Bug 219411

Summary: [zfs] Stale zpool.cache corrupts renamed (but not exported) root zpool on boot
Product: Base System Reporter: eborisch+FreeBSD
Component: kernAssignee: freebsd-fs (Nobody) <fs>
Status: New ---    
Severity: Affects Some People CC: pi
Priority: ---    
Version: 11.0-STABLE   
Hardware: Any   
OS: Any   

Description eborisch+FreeBSD 2017-05-20 03:55:11 UTC
If the root zpool is -- via LiveCD -- renamed, but not exported, and the zpool.cache file is not removed, two versions of the pool (old and new name) are imported, and corruption soon follows.

Discussed on mailing list: https://lists.freebsd.org/pipermail/freebsd-fs/2017-May/024717.html

Steps to reproduce (don't do it to your live system!):

Install FreeBSD root-on-zfs
Reboot into LiveCD 
Rename the installed root pool [1] [2] [3]
Reboot into installed OS.
Two pools will show under zpool list/status: the original name and the new name. Errors are quickly reported, and the pool is corrupted (will no longer import) very quickly. Kick off a scrub on either pool to force the issue for testing.

Notes:
[1] To do this, a 'zfs import -f ...' is required, as you can't export your root pool while it is, well, your root pool. There was some discussion on the mailing list if this is sufficient to just say "well, you've shot yourself in the foot, congrats, not a bug." I contend it is not, as it is the existence of the stale cache file that seems to cause the problem; the zpool itself is perfectly happy after being imported in this way. A bad config (cache) file shouldn't corrupt a zpool on boot. Halt the boot, by all means, if necessary, but don't trash the pool.

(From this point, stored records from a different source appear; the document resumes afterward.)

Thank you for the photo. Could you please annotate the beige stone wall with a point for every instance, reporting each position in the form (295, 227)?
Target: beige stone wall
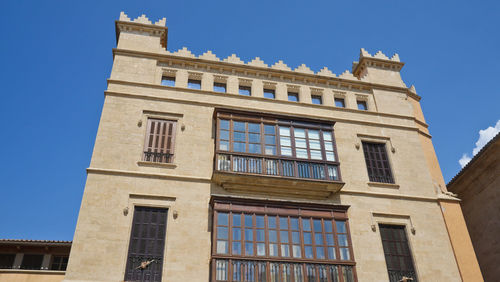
(118, 180)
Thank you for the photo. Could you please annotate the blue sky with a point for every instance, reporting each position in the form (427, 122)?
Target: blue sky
(56, 57)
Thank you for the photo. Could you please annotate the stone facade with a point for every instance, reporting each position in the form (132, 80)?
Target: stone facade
(477, 185)
(118, 180)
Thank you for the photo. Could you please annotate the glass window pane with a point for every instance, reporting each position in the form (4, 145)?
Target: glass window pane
(261, 249)
(236, 234)
(239, 126)
(284, 131)
(249, 249)
(307, 238)
(344, 254)
(238, 147)
(300, 143)
(260, 235)
(320, 253)
(306, 224)
(224, 124)
(331, 253)
(222, 247)
(236, 248)
(328, 225)
(327, 136)
(254, 138)
(316, 155)
(296, 251)
(236, 219)
(260, 221)
(272, 236)
(270, 139)
(283, 222)
(301, 153)
(273, 250)
(317, 225)
(270, 150)
(313, 134)
(249, 234)
(271, 221)
(284, 236)
(254, 127)
(269, 129)
(222, 219)
(314, 144)
(285, 251)
(221, 232)
(342, 240)
(239, 136)
(254, 148)
(341, 227)
(286, 151)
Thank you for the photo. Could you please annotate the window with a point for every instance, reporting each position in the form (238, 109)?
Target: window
(377, 162)
(340, 102)
(269, 93)
(194, 83)
(293, 97)
(219, 87)
(316, 99)
(168, 81)
(362, 105)
(274, 146)
(159, 144)
(397, 253)
(245, 90)
(32, 262)
(286, 243)
(147, 242)
(59, 263)
(7, 261)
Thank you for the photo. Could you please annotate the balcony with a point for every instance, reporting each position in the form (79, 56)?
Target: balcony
(276, 175)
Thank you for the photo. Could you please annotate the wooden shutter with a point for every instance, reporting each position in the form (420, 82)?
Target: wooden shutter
(377, 163)
(397, 253)
(159, 144)
(147, 242)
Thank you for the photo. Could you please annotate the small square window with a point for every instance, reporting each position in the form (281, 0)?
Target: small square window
(362, 105)
(316, 99)
(168, 81)
(340, 102)
(293, 97)
(245, 90)
(219, 87)
(194, 84)
(269, 93)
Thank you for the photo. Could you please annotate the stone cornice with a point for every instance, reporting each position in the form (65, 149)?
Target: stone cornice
(262, 72)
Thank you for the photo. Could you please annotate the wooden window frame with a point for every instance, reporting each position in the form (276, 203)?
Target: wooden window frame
(167, 150)
(301, 211)
(373, 164)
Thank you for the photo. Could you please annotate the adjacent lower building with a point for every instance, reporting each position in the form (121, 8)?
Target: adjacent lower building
(209, 169)
(478, 186)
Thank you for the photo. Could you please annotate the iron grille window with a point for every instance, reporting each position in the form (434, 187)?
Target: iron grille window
(147, 242)
(397, 253)
(377, 162)
(159, 144)
(262, 243)
(59, 263)
(32, 262)
(7, 261)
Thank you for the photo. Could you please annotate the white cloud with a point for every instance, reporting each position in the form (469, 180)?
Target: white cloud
(485, 135)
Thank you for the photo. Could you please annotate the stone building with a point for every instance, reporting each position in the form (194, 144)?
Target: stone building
(208, 169)
(478, 186)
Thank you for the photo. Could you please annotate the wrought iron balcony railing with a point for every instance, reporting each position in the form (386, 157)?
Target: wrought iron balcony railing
(275, 166)
(268, 271)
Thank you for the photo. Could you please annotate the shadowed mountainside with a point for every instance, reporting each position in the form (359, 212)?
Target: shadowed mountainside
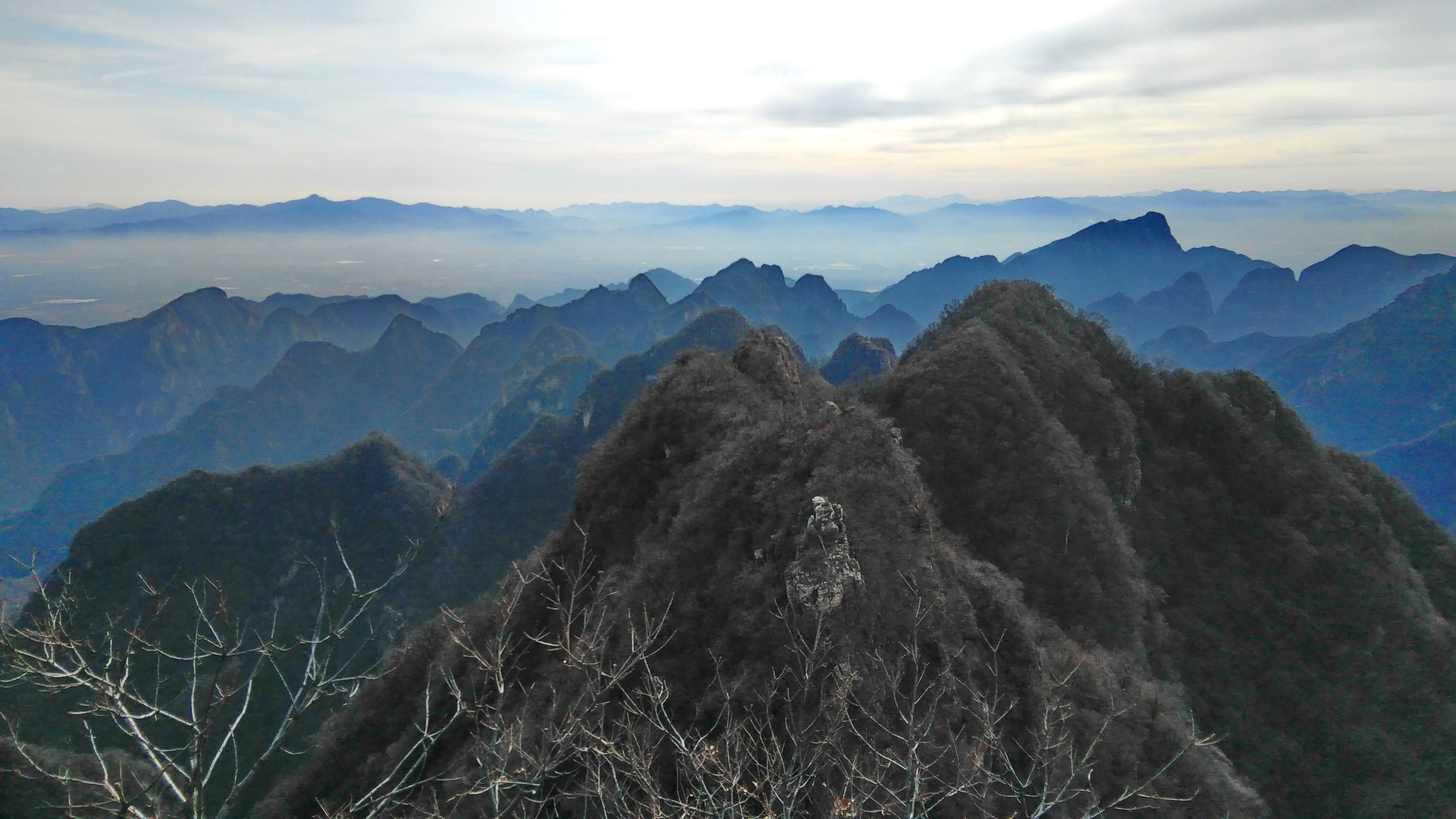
(693, 510)
(1301, 596)
(313, 403)
(69, 394)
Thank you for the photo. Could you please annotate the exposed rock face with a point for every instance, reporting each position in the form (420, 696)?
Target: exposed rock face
(927, 292)
(1383, 379)
(824, 569)
(1133, 256)
(859, 359)
(1184, 302)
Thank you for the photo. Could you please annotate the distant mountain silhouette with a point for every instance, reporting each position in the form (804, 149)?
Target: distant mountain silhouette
(1383, 379)
(310, 213)
(669, 284)
(1329, 295)
(315, 401)
(1134, 257)
(1130, 259)
(1193, 349)
(858, 360)
(253, 534)
(1194, 521)
(1184, 302)
(1426, 466)
(925, 293)
(810, 311)
(613, 322)
(71, 394)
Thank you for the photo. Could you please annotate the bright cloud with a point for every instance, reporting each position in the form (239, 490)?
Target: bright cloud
(761, 102)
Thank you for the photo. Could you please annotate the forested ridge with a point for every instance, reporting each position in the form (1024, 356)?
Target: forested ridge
(1015, 572)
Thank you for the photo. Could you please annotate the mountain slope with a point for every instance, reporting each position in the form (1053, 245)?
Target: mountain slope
(925, 293)
(1329, 295)
(693, 510)
(810, 311)
(254, 537)
(526, 490)
(1382, 379)
(1184, 302)
(315, 401)
(71, 394)
(1424, 468)
(1134, 257)
(613, 322)
(1191, 519)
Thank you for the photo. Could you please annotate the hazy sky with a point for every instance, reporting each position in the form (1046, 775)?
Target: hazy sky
(548, 102)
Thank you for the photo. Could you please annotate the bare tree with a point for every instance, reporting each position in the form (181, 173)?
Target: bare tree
(188, 703)
(610, 741)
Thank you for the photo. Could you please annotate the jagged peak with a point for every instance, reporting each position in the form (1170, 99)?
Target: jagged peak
(644, 283)
(1150, 228)
(1190, 279)
(813, 281)
(1267, 276)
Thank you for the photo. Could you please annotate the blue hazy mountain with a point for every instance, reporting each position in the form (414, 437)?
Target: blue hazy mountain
(308, 215)
(808, 311)
(1184, 302)
(927, 292)
(1327, 295)
(316, 400)
(672, 286)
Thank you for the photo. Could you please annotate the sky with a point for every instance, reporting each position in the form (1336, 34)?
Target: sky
(774, 104)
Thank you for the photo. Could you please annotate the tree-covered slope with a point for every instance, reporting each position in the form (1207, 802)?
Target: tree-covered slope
(1193, 521)
(71, 394)
(827, 637)
(316, 400)
(268, 542)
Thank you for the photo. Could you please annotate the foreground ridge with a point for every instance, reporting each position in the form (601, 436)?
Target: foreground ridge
(689, 643)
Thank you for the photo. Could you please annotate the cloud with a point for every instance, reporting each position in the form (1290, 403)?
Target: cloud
(560, 101)
(1166, 52)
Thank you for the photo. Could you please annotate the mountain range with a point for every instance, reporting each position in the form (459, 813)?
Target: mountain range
(1155, 553)
(71, 394)
(1163, 551)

[2] If you mount the pool at this point and remove the old zpool.cache file, the problem does not appear on reboot and everything appears to be OK.

[3] If you export the pool before rebooting at this point, with our without removing the old zpool.cache file, the problem also doesn't occur.

It seems that some combination of the bootloader's initial opening of a "currently imported" pool and the handoff to the kernel (and later parsing of the zpool.cache file) mishandles the case where a pool described in the cache file with a different name but the same GUID is improperly imported again.